Leadership Tactic #60: Happiness Is Underrated

The other day I was talking to a happily employed friend who is being recruited for another job. He said that the recruiting company is known for targeting people who are happy in their current jobs.

I thought that was really interesting, that the number one filter the company used was employee happiness. They aren’t looking for for people who were disgruntled with their jobs and looking to move on. They’re looking for people who have found happiness despite their circumstances (because let’s face it, no job or company is 100% perfect).

I’ve found this applies to dating as well. I’ve gone on several dates with women–and even dated one for quite a while–who seemed so unhappy with their lives. Every sentence they spoke was dripping with “woe is me.”

Now, everyone goes through some rough patches. People have bad days, bad weeks, bad months. But I find myself much more drawn to people who aren’t victims of their environment, who try to find the good things in their lives, who actively seek to change their circumstances. I’m drawn to those people when it comes to relationships, and I’m drawn to those people as coworkers and employees.

We all know people who complain and mope every time you see them. What I don’t think those people realize is that by complaining and moping, you’re driving people away from you, so in effect you’re making your circumstances even worse.
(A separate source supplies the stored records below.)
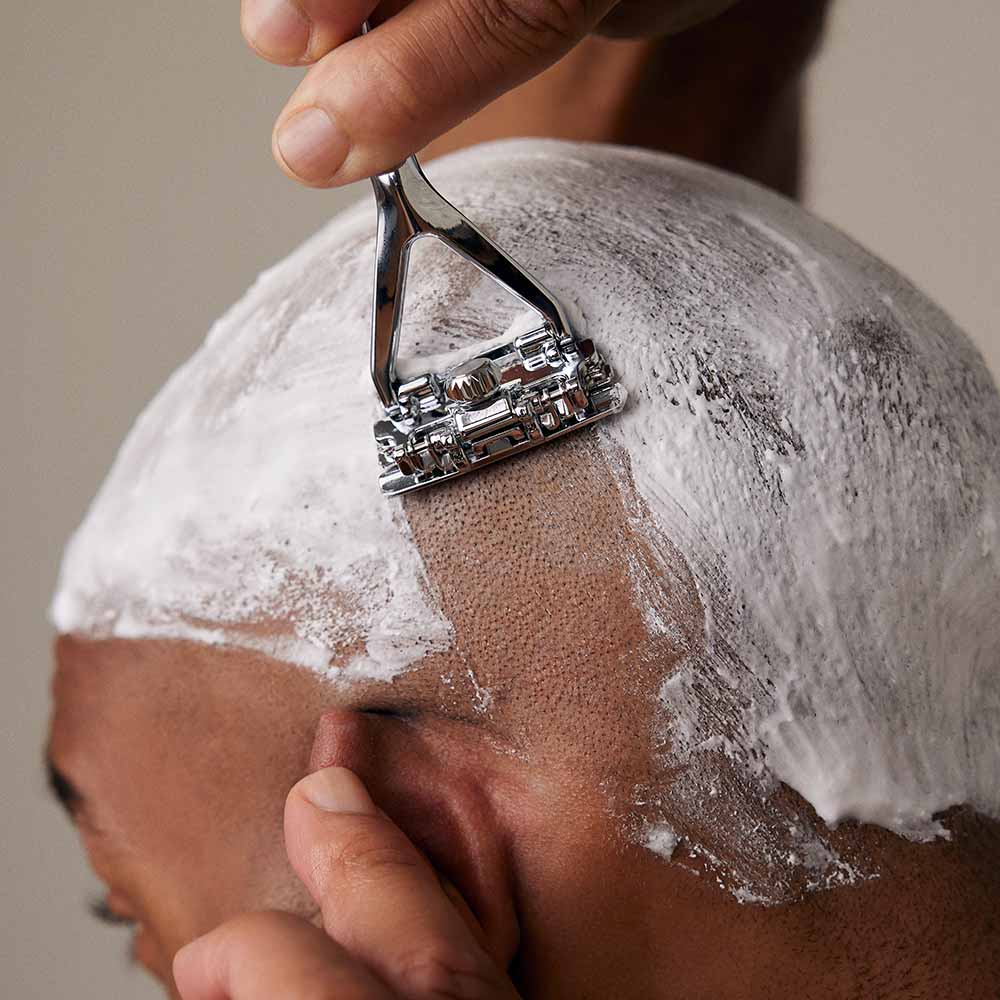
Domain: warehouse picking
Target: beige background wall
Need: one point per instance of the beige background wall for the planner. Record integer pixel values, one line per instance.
(139, 199)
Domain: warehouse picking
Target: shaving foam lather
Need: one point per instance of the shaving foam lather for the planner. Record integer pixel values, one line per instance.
(541, 385)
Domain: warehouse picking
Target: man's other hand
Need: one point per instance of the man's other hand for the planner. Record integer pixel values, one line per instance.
(368, 102)
(389, 927)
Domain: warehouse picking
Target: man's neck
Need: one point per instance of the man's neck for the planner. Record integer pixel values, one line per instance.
(728, 93)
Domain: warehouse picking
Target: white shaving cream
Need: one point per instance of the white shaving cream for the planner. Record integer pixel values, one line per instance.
(815, 438)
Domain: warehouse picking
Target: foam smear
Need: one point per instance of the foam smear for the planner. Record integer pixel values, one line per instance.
(815, 439)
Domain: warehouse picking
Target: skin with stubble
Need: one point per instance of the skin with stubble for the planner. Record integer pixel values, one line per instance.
(182, 755)
(175, 758)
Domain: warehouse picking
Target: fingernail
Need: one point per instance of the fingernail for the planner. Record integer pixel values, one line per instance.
(312, 146)
(335, 789)
(277, 28)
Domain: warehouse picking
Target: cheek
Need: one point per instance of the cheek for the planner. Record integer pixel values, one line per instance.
(210, 846)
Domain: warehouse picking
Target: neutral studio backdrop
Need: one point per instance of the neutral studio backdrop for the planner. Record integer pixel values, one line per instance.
(139, 199)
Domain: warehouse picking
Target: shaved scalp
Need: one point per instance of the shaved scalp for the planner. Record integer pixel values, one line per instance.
(758, 604)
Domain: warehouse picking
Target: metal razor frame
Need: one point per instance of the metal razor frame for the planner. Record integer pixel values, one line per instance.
(409, 208)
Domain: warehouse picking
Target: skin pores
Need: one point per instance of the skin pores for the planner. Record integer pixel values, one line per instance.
(808, 439)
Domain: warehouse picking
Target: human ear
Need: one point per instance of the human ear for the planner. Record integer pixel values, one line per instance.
(435, 782)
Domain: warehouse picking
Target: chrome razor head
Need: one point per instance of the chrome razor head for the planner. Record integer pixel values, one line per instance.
(538, 387)
(506, 400)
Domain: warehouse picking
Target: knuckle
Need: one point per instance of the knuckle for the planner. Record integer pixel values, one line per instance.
(446, 975)
(402, 84)
(532, 26)
(368, 853)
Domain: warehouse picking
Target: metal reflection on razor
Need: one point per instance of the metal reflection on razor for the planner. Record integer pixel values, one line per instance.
(539, 386)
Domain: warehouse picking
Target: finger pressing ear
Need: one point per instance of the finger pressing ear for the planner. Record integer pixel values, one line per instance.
(364, 107)
(261, 956)
(379, 897)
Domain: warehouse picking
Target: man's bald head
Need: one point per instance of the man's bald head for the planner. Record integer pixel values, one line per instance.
(780, 563)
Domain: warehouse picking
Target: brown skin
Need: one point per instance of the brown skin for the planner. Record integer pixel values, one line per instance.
(183, 755)
(712, 79)
(727, 92)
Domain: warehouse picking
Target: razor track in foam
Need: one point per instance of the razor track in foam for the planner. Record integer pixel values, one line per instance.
(441, 424)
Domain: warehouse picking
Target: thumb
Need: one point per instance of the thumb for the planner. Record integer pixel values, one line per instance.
(371, 102)
(380, 898)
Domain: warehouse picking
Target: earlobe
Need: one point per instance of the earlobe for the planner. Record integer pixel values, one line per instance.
(433, 785)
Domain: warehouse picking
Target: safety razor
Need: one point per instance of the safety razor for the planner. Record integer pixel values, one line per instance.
(538, 387)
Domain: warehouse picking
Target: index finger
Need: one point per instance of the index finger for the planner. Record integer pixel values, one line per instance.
(379, 896)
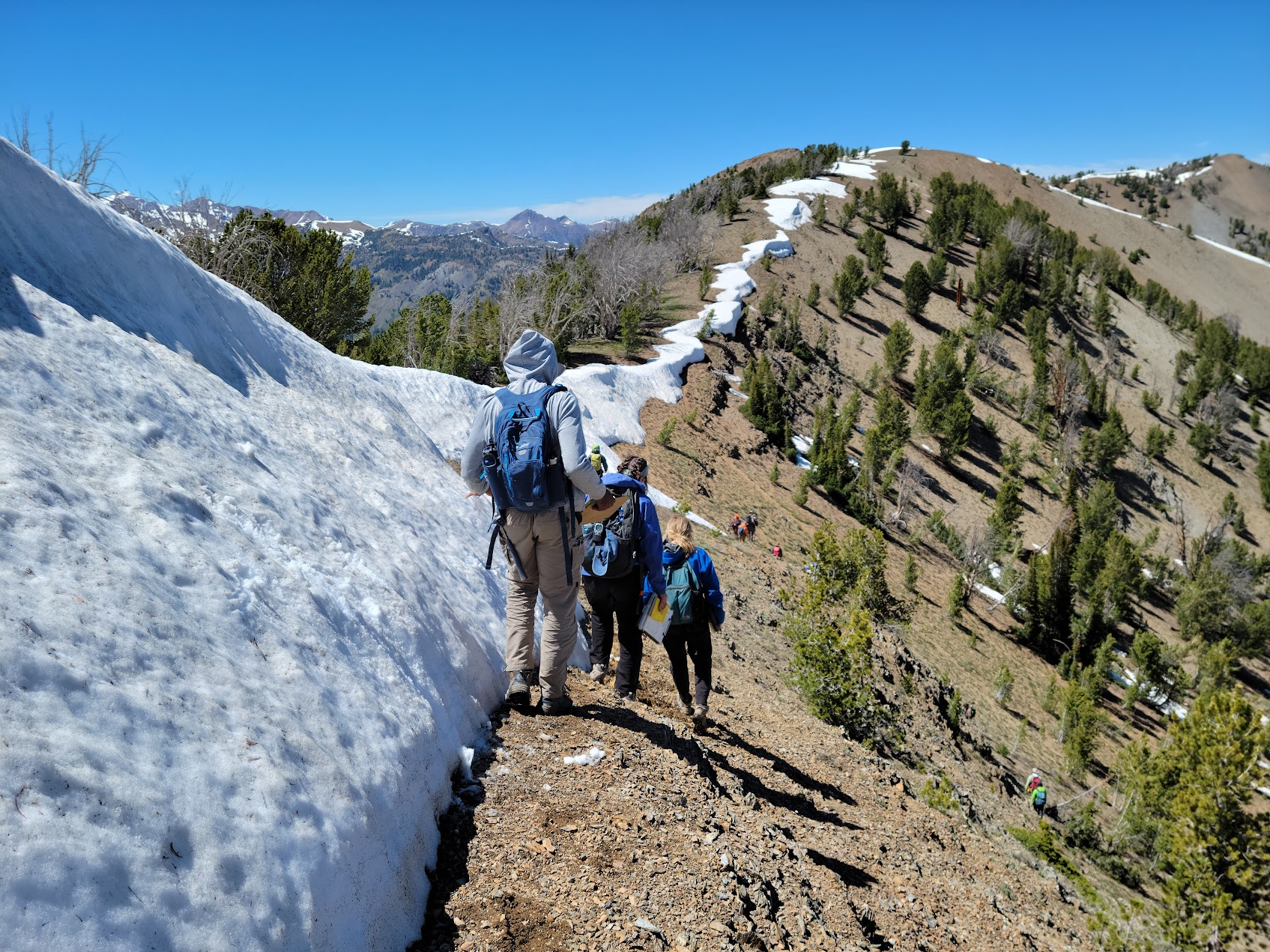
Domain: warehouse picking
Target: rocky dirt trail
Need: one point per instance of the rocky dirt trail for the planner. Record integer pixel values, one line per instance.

Just in case you might be one of those people, try to be aware of the amount of time you spend complaining and saying negative things today. Just keep an eye on it. You may be surprised. And if you are one of those people, stop being a victim. You don’t have to be a victim. You can choose to find happiness in your life.

9 thoughts on “Leadership Tactic #60: Happiness Is Underrated”

  1. This is a great point. For over a year, Laura has been working M/W/F at one physical therapy clinic and T/Th at another. She’s always talking about wanting to have one home base, and she finally had the opportunity to do so about a month ago. Her boss was shocked, however, when she declined and opted not only not to take the full-time position at her T/Th clinic, but to leave that clinic altogether. We had discussed it at length, and a big factor in her decision was that the people (primarily one person) at that clinic were “woe is me” people and that she came home unhappy after listening to it all day.

    • Trev–Sounds like you and Laura made a wise decision. It really is a drain to be around those types of people all day. I wish there were a polite and professional way to let them know the huge negative impact they’re having on the people around them.

  2. I agree that negativity is draining on everyone. Kudos to T-Mac and Laura for recognizing the impact and taking action. So how do the therapist listen to the woes of life as a living?

    I am working on letting negative energy flow through me and not get stopped in me. For example if someone gives me a shove on my shoulder (literally) – if the energy is stopped in me, I tumble and fall. BUT if I can allow the energy to pass through me I notice that the negative energy will pass through and across my body and come to rest on the opposite foot – thereby passing through me and I don’t stumble.

    I know I am not explaining it well. and at times I can’t seem to practice it well — but I am challenged to practice it with some negative people that I can not ‘cut out’ of my life.

    • MS–I understand what you’re saying. It’s a technique used in meditation. Instead of trying to block all thoughts from entering your mind, you acknowledge your thoughts and then let them slip away. They key is not to cling to those thoughts and linger on them–let that negative energy move on.

  3. I couldn’t agree with you more, Jamey. For a long time (years), I WAS that “woe is me” person, until one day someone made a not so nice comment about it. While the comment wasn’t the nicest, it made me finally realize what a drag it was to be near me!

    I’m not going to say I’m perfect all the time, or even ever, but I do try and remember to be happy – it’s just so much prettier than being sad.

    • Neeraja–Thanks for your comment. So you’re saying that sometimes you need one good, harsh, well-intentioned comment to snap you out of it? I’m guessing that some people wouldn’t be receptive to that, but that’s their choice.

  4. Didn’t you do a blog series of sorts on happiness or finding happiness or something like that? I have a vague memory of it, I know a graph was involved and maybe a pie chart. I’m surprised you didn’t link that up to this blog entry.

    • Good memory–I looked for it, but it goes way back a couple of years, and I’ve used the word “happiness” in many posts since then. Posts like that are hard to find. 🙂

      And this post is a little different. The point of this post is that it’s possible to find happiness anywhere at any time, and that I think people are better off giving that a try.